Ce qui m'a le plus agacé :
- les décors. Déjà que le dessin est assez simpliste, certains arrière-plans m'ont semblé un peu vides. De plus, j'ai décelé certains petites «coquilles visuelles», comme les deux boîtes à fleurs qui disparaissent de la devanture de l'immeuble où loge Marie-Pomme (entre les p.24 et 26), ou l'absence de cohérence dans le nombre de cartes que tiennent Marie-Pomme et Mme Ghyslaine, lors de leur partie de «Pige dans le lac» (!? ;^D). Oui, je sais, ce sont des détails absurdes qui, ma foi, cadrent assez bien avec le reste! Mais personnellement, j'aime mon absurde avec une certaine rigueur logique! ;^)
- un détail incohérent. Dans le même ordre d'idées que ce que j'avançais au boulet précédent, j'ai été déçu par «l'arme» du crime. Sans vouloir rien divulgâcher, il m'apparaît vraiment impossible que l'assassin ait pu, tant de fois, utiliser ces «armes» sans que les victimes ne les sentent venir... Vous comprendrez ce que je veux dire en lisant! ;^)
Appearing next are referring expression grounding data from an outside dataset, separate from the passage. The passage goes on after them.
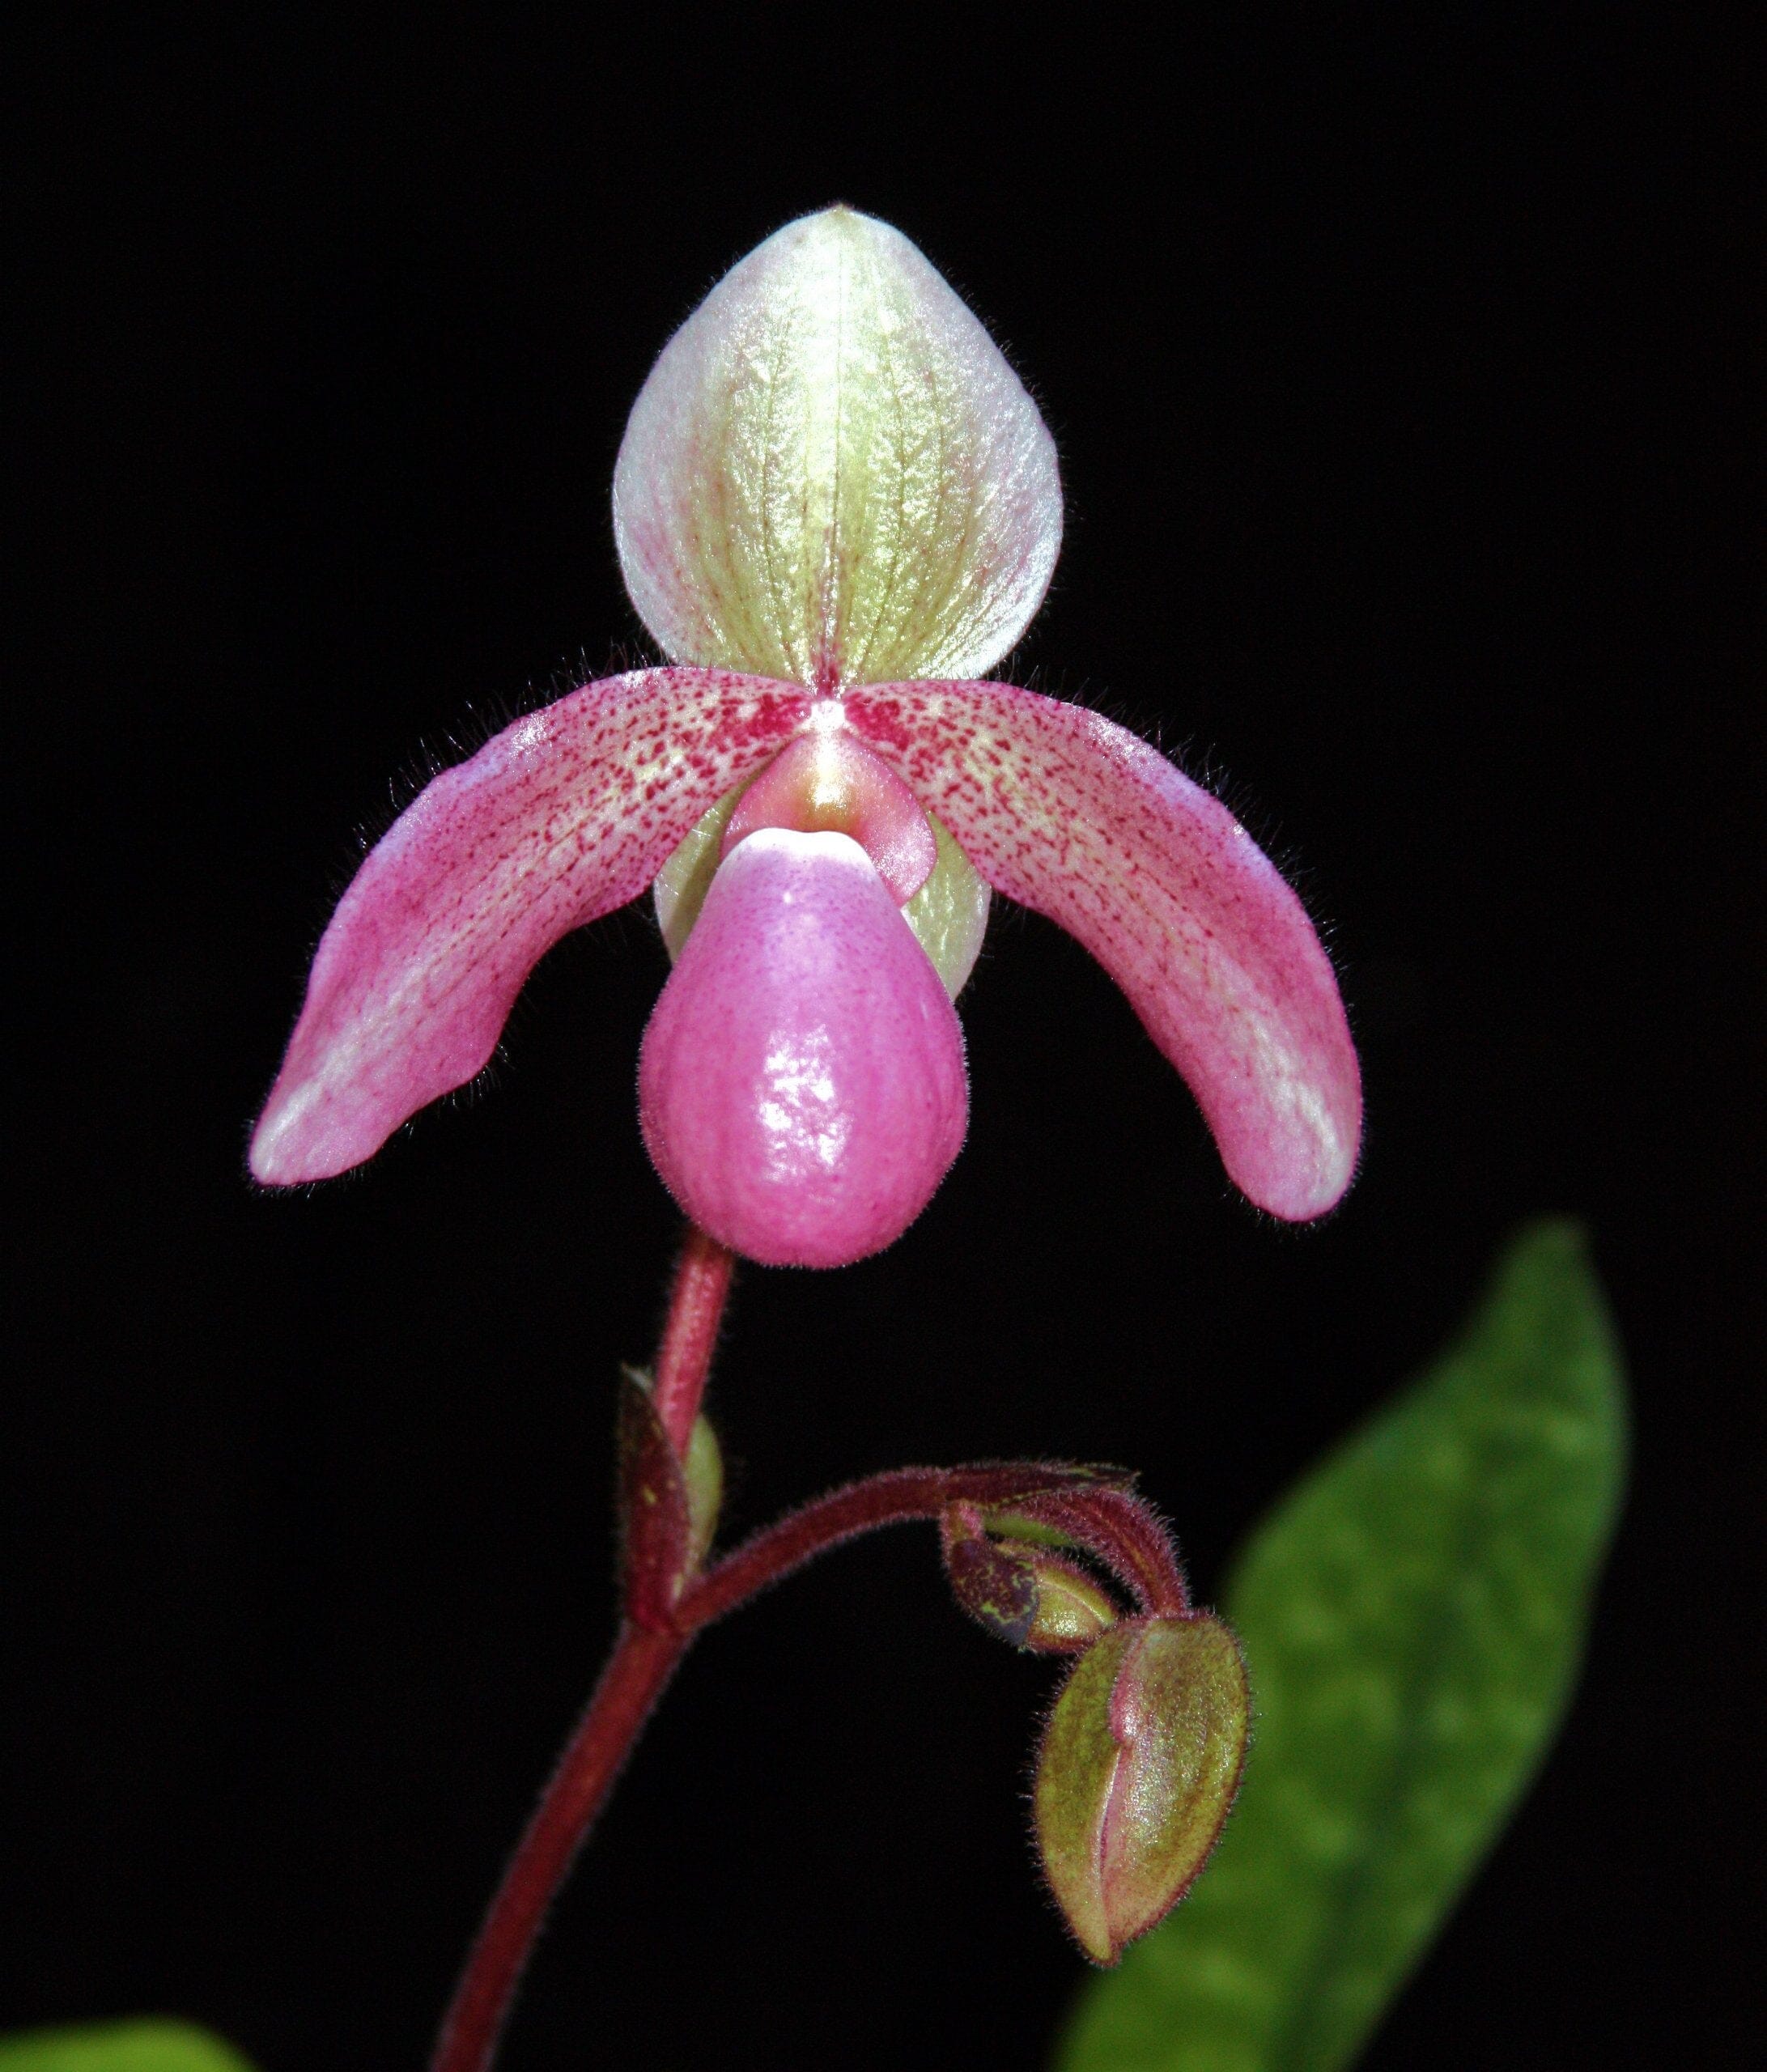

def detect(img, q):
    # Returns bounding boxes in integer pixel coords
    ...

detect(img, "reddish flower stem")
[427,1620,686,2072]
[677,1462,1185,1625]
[651,1225,734,1453]
[430,1223,730,2072]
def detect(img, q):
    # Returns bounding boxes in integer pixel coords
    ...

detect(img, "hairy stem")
[428,1622,686,2072]
[678,1462,1170,1625]
[430,1221,730,2072]
[652,1225,734,1454]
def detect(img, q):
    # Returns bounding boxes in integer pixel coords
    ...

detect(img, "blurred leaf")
[0,2023,257,2072]
[1056,1220,1626,2072]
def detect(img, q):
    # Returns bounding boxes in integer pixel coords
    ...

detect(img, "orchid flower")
[251,206,1361,1267]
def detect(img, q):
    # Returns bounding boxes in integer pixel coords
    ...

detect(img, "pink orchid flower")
[251,207,1361,1267]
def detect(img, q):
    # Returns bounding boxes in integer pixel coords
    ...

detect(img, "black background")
[10,11,1760,2069]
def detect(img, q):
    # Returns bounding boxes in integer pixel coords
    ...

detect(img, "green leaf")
[0,2023,257,2072]
[1055,1220,1626,2072]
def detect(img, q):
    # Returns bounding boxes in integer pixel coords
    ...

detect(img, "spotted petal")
[614,206,1061,692]
[844,683,1361,1220]
[251,669,810,1184]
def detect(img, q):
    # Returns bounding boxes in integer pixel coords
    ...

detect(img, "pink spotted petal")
[251,669,810,1185]
[638,828,968,1267]
[844,683,1361,1221]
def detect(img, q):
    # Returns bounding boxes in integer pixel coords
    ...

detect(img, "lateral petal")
[251,669,810,1184]
[844,683,1361,1220]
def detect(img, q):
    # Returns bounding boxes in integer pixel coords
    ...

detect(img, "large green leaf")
[1056,1220,1626,2072]
[0,2024,256,2072]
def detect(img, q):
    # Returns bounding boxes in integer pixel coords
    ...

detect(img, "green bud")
[942,1505,1118,1653]
[1034,1614,1249,1964]
[1028,1559,1119,1650]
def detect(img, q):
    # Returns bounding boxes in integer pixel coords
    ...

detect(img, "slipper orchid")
[251,206,1361,1267]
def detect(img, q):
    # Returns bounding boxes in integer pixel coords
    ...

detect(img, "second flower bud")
[941,1504,1119,1653]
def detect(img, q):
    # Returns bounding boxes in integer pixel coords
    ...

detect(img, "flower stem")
[429,1222,730,2072]
[427,1620,686,2072]
[651,1224,733,1453]
[680,1463,1187,1625]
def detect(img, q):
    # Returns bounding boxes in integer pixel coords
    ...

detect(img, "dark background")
[10,10,1760,2069]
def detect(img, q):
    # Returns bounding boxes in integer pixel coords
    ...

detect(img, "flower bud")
[1034,1614,1249,1964]
[941,1506,1118,1653]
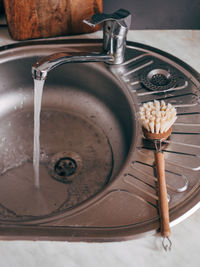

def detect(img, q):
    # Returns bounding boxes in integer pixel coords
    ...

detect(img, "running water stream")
[33,79,45,188]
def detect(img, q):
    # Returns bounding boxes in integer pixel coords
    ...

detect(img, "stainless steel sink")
[0,39,199,241]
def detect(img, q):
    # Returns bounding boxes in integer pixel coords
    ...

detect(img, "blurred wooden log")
[3,0,102,40]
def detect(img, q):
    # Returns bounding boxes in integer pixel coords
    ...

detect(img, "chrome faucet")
[32,9,131,80]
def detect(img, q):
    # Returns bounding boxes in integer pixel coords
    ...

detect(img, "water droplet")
[40,150,49,163]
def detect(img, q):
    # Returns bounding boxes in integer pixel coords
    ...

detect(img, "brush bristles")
[139,100,177,134]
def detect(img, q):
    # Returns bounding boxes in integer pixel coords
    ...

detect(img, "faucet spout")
[32,52,113,80]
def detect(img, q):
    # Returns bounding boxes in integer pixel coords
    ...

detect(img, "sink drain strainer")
[141,68,177,91]
[48,151,83,183]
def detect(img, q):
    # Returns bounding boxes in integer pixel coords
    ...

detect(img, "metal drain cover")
[140,68,177,91]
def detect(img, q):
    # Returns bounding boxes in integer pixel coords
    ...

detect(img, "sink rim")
[0,38,199,241]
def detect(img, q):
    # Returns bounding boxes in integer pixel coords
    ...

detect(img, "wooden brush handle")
[155,151,171,237]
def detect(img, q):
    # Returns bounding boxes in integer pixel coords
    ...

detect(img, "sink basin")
[0,39,199,241]
[0,40,136,219]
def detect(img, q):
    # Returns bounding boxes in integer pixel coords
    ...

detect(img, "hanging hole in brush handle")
[83,9,132,64]
[162,236,172,251]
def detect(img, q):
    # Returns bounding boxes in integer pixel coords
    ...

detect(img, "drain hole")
[150,74,170,86]
[48,151,83,184]
[54,157,77,177]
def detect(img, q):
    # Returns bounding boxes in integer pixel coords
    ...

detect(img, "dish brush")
[139,100,177,250]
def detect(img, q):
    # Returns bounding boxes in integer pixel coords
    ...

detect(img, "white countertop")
[0,28,200,267]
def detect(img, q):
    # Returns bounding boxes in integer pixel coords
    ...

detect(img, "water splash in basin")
[0,110,114,219]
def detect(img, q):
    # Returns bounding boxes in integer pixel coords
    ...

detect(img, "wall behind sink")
[103,0,200,29]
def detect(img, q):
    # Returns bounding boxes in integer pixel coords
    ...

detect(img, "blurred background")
[1,0,200,30]
[103,0,200,29]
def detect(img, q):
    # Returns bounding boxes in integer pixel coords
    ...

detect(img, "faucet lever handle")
[83,9,131,29]
[84,9,131,64]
Plus grandes forces de cette BD :
- la longue couverture archi-colorée! En ouvrant les longs rabats avant et arrière, on se retrouve devant une illustration de plus de 55 cm par 21 (!!?), sur laquelle on peut admirer toutes les décorations des murs de l'Ananas d'or, le bar où Marie-Pomme travaille: requin, flamand et tortue grandeur nature (empaillés?), diodons tout gonflés, cadres avec photos ou toiles exotiques, masques tikis, palmiers, ancre, filets de pêche, guitare, tête de squelette... Le tout illuminé par de gros globes de couleurs et de très longues guirlandes rappelant les lumières qu'on met dans nos sapins, à Noël. C'est adorablement kitsch, mais c'est surtout très coloré, ce qui est très rare, pour un album de chez Pow pow. L'éditeur montréalais nous a effectivement habitué à plus de sobriété visuelle, jusqu'à maintenant! ;^)
- l'héroïne. Marie-Pomme est très sympathique. Sa ténacité, son intuition, sa bravoure... et sa passion dévorante pour les romans policiers en général, et pour ceux de Shirley McSnuffles en particulier, en font une jeune femme amusante, allumée et positive.
- les fiches techniques. Tout au long du roman, on retrouve une dizaine de pages qui servent de fiches explicatives. Parfois pour nous présenter un nouveau personnage (réel comme Marie-Pomme ou Bonnie, ou fictif comme Shirley McSnuffles), parfois pour nous présenter un lieu (le Quillorama ou la Plage municipale), toutes sont conçues de la même façon, avec de petites illustrations et des mots-clés, comme pour un guide de voyage... ou un napperon de quick-lunch bas de gamme! ;^). On peut y trouver, par exemple, la liste des 22 cocktails servis à l'Ananas d'or, ou les 8 principales activités pratiquées au bar Barracuda! Avouez que c'est pratique! ;^)
- l'humour, omniprésent. D'abord, il faut que vous sachiez que ce quartier hawaïen de Trois-Rivières, j'y ai, de prime abord, cru!! ;^) Eh oui! En entendant parler du livre, les premiers temps, j'ai effectivement cru qu'il y avait une ou deux rues où l'on pouvait trouver peut-être un hôtel et un restaurant tiki... Ce n'est qu'en découvrant tous les détails mis en place par Cathon que j'ai réalisé qu'elle m'avait bien eu! C'est tellement poussé à l'extrême que les naïfs comme moi n'auront à lire que quelques pages avant de comprendre qu'on leur monte un bateau... bateau qui culmine avec le panneau de la p.126, sur lequel on apprend que la nudité est tolérée sur la plage de Trois-Rivières... mais que l'eau n'y est qu'à 52º F (c'est-à-dire 11º C: aglaglagla! ;^D) Bref, Cathon manipule l'absurde avec aisance, et tout son récit en bénéficie!